Parmi les grâces demandées par les pèlerins dans leurs prières aux saints martyrs, figure celle d’obtenir le courage de persévérer dans la foi dans un contexte d’hostilité au christianisme. L’esprit de sacrifice, la volonté de donner sa vie pour les autres, la patience et le courage face à la souffrance, sont aussi des bienfaits recherchés à travers cette dévotion. Et nous pourrions ajouter : une fraternité renouvelée avec nos frères autochtones, et l’apaisement des cœurs.
Ces huit hommes de chair et d’os, qui se sont configurés au Christ jusqu’à désirer la souffrance et la persécution par amour de Dieu et des hommes[2], sont aujourd’hui plus que jamais des modèles de courage et de charité. Et pour qui s’intéresse un tant soit peu à leur histoire, ils sont source d’étonnement et d’admiration.
[1] Carl Bergeron, La grande Marie ou le luxe de sainteté. Médiaspaul, 2021, p.17
[2] « Quoique bien probablement je puisse prendre la fuite […], je suis bien résolu, avec la grâce de Dieu, de vivre et de mourir sur cette croix où le Seigneur m’a attaché avec lui ». Lettre d’Isaac Jogues, alors en captivité chez les Iroquois, au supérieur provincial des Jésuites, le 5 août 1643.
Pour aller plus loin :
ROUVIER, R.P. Frédéric. Les bienheureux martyrs de la Compagnie de Jésus au Canada, 1925, Le Messager Canadien, 333 p.
LATOURELLE, René.
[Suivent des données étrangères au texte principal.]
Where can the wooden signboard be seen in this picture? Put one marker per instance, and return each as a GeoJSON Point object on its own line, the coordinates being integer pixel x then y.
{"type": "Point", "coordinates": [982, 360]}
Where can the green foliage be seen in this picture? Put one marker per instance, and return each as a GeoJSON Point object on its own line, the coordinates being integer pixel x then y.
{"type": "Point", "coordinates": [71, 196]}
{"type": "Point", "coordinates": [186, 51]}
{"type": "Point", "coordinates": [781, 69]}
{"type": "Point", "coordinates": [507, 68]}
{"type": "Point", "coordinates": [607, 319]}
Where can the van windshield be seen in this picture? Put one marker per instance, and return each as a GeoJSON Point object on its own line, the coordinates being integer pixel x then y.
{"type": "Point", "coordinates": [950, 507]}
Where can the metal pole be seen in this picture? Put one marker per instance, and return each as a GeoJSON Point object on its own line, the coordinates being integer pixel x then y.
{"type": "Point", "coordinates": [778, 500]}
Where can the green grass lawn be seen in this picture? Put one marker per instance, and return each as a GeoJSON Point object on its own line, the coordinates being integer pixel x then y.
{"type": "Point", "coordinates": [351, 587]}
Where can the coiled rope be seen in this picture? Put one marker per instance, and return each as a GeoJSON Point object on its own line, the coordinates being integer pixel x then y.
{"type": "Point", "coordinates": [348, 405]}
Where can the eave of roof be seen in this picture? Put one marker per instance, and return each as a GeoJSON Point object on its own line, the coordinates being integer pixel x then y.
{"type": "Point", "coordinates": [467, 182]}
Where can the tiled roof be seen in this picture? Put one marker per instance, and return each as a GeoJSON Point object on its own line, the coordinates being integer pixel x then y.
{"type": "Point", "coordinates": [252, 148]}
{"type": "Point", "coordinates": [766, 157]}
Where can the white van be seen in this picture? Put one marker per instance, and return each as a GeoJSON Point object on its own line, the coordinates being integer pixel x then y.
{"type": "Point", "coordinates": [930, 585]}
Jean de Brébeuf, Montréal, Bellarmin, 1993, 296 p.
5 Commentaires
Julie Bdn
14 septembre 2022 à 18 h 36 minArticle très instructif, notamment pour moi étant immigrée.
Je me rappelle d’une très belle exposition à ce sujet au Musée de l’Amérique francophone à Québec il y a quelques années, je n’avais pas eu le réflexe de prolonger cette visite par des lectures personnelles.
Merci à toi, le Sanctuaire des saints martyrs canadiens figure désormais dans la liste des lieux que j’aimerais visiter !
Agathe Chiasson-Leblanc
15 septembre 2022 à 14 h 34 minMerci Julie!
Serge Laflamme
14 octobre 2022 à 14 h 36 minExcellent et percutant article en nos temps de rejet de notre illustre passé et de nos glorieuses racines catholiques. Pour ceux et celles qui désirent approfondir le sujet, il n’y a rien de mieux que de lire les RELATIONS des jésuites dont certaines sont accessibles à la Bibliothèque Nationale du Québec (http://bibnum2.banq.qc.ca/bna/numtxt/relations.htm).
Encore une fois : bravo.
Jean-Paul Duchesne
18 octobre 2024 à 15 h 24 minJe suis à la recherche des paroles d’une chanson (complainte) dont le thème était une lettre écrite par un jeune missionnaire au directeur des jésuites pendant sa capture par les iroquois . La chanson commencait comme suit :
SUR CE BOULEAU FRAGILE
JE VOUS ÉCRIS
PRÈS DU FEU QUI PÉTILLE
DESCENT LA NUIT
LES IROQUOIS FIERS ET TRANQUILLES
SONT ENDORMIS
C’est tout ce dont je me souviens
Agathe Chiasson-Leblanc
18 octobre 2024 à 16 h 55 minBonjour, J’ai trouvé les paroles de la »Lettre de René Goupil à sa mère » (une chanson que ma mère avait apprise à l’école), mais il ne s’agit visiblement pas de celle-là…Hmmm, ça semble être difficile à trouver! Je suis désolée de ne pas pouvoir vous aider davantage, espérons qu’un lecteur ou une lectrice de ce blog vous aidera!